Coop ignored it out of spite.
“The cadet will stand when a superior officer enters the room.” It was Sergeant Escobar, the man in charge of wrangling the soldiers on this floor. Sergeant Escobar took every opportunity to force military correctness on Coop, and Coop did his best to ignore Sergeant Escobar.
“Is this really how he lives?” whispered a voice Coop didn’t recognize.
Despite himself, Coop looked up to find Sergeant Escobar in his bunk, that stupid copper whistle about his neck. A man he didn’t know stood next to General Robert Ashpholt in the doorway. The new guy’s hardware marked him a Lieutenant Colonel.
General Ashpholt shrugged and said, “He’s a simple man.”
“The cadet will stand when a superior officer—“
“Yeah, yeah,” Coop interrupted, pushing to his feet. His knees cracked and his ankles ached and every joint was cold. That happened sometimes when his body was fixing extensive damage. He’d have to plug into the charging pod if he wanted it done faster.
“Cadet C-009, you will not interrupt a superior officer.”
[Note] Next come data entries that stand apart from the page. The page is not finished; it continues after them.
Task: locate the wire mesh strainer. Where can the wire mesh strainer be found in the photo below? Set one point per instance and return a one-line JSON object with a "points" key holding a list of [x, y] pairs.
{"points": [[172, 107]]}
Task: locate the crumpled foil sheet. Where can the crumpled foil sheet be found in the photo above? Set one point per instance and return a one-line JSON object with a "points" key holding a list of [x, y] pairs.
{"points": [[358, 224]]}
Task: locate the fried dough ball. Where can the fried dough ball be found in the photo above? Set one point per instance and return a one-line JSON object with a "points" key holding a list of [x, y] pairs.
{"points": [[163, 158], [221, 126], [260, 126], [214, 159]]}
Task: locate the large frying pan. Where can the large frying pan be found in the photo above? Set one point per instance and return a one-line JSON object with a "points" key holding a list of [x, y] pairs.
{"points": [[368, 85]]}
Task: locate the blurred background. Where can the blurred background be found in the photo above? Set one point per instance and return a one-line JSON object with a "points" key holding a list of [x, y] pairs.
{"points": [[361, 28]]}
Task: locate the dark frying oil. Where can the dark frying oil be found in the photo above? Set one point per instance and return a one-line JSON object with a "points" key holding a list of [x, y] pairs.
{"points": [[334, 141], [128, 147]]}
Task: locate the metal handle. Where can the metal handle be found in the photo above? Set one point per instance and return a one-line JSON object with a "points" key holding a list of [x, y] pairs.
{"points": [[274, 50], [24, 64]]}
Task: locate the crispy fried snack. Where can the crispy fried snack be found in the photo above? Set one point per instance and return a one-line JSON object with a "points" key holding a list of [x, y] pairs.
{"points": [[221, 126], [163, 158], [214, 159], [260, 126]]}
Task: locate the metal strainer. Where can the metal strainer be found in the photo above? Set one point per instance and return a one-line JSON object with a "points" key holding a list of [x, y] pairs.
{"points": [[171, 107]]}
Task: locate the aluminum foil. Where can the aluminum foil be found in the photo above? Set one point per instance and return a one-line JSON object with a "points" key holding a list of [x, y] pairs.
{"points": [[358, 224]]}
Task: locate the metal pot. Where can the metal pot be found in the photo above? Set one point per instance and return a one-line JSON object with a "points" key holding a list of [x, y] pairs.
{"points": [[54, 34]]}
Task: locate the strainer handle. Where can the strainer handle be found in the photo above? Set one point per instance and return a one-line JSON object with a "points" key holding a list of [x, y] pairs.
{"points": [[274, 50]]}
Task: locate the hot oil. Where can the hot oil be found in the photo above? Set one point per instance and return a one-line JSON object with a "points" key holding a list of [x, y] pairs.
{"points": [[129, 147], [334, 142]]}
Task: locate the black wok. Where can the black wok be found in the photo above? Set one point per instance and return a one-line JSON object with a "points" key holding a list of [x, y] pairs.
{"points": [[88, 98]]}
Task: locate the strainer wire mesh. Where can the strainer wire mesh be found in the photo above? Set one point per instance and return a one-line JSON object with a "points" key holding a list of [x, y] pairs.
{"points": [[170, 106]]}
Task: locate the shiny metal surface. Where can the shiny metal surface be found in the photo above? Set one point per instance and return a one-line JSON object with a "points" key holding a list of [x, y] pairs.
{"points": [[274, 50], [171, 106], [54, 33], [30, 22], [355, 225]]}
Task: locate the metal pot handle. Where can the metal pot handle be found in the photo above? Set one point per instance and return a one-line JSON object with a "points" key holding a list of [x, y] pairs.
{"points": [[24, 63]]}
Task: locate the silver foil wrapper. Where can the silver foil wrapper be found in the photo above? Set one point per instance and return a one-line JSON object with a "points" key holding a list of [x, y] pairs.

General Ashpholt entered and waved a hand. “At ease, Sergeant. Give us the room.”
Sergeant Escobar’s face went red and Coop knew a moment of satisfaction. The Sergeant left so stiff Coop wondered if he really did have a rod up his ass. The Lieutenant Colonel, whose nametag read Pennington, entered. The door closed behind him. Coop sat with a thump. He ached all over.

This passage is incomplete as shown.